What do you get when you put some hackers in a room and give them a list of target Websites? They go bug-hunting!
That was what happened at Bug Bash 2013, an "internet-wide hack-a-thon" run by Bugcrowd at the AppSec USA conference in New York earlier this week. Approximately 80 people participated over the course of three evenings, and "hundreds" participated remotely over the Internet, said Casey John Ellis, founder and CEO of Bugcrowd. Participants submitted the bugs they identified to Bugcrowd, and the team replicated the conditions leading up to the error to confirm the issue.
The list of targets included companies like Facebook, Google, Etsy, Prezi, and Yandex. The security testers who took part identified over 220 bugs, Ellis said. For the most part, the issues were of the mundane run-of-the-mill variety, including some injection and bypass vulnerabilities.
"I haven't heard about any exotic vulnerabilities, yet, but we are still analyzing our data," Ellis said.
Bugcrowd plans to release more details about the type of bugs uncovered and information about the event at a later date. The San Francisco-based startup runs programs where groups of people work together to find bugs in Websites and applications. Once it confirms that the bugs being reported are legitimate, it handles the process of notifying appropriate vendors.
Bug Bounties
Bug bounty programs are increasingly becoming popular, as companies encourage researchers to submit bug reports to them directly, instead of selling them to the government or offering them to exploit brokers. Not reporting the bug to the vendor means that buyer can use these vulnerabilities for their own purposes and leaves users unprotected from that software flaw.
Mozilla and Google probably have the best known bug bounty programs, but many other companies now offer some kind of a program (a long, but not complete, list is here). Facebook announced in August that it had paid out a million dollars in bounties over the past two years.
Not all bugs qualify for these programs. For example, Facebook makes it clear their program covers only issues that could "could compromise the integrity of Facebook user data, circumvent the privacy protections of Facebook user data, or enable access to a system within the Facebook infrastructure." Microsoft launched a series of prizes recently and was very specific in the kind of issues it was looking for.
Bug Bash 2013
It's hard to estimate at this point how much the bugs uncovered as part of Bug Bash are worth in total, since bug bounty programs vary so widely in how much they pay. Some programs pay several hundred dollars and others pay several thousand dollars. It's also important to note that each company has specific rules about what they recognize as a bug and what types of issues are covered under the bug bounty program.

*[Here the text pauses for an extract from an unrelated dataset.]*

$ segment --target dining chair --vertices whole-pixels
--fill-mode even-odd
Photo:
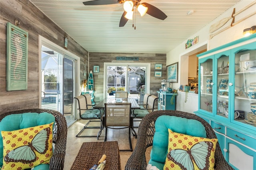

Even though 220 bugs were submitted, it's up to the vendor to decide whether the issues qualified for a payout. And even if there is a payout, it's also up to the vendor to decide the amount. However, even if every single one of the 200+ bugs are worth only a few hundred dollars, that isn't bad for a few hours of work over three days.
Facebook representatives were even on hand during the events to give insights into their bug bounty programs as well as to answer questions from the participants.
People who had been in training sessions learning about different techniques were stopping by to take part in the group-hack, said Tom Brennan, a board member for OWASP Foundation and one of the organizers for AppSec USA. People were collaborating while working on targets and asking for help from each other. Finding bugs is not an automated process as it really requires people to think about what they are seeing and adjusting their techniques accordingly. A collaborative environment where people can bounce ideas off each other can be "very effective" for bug-hunting, Brennan said.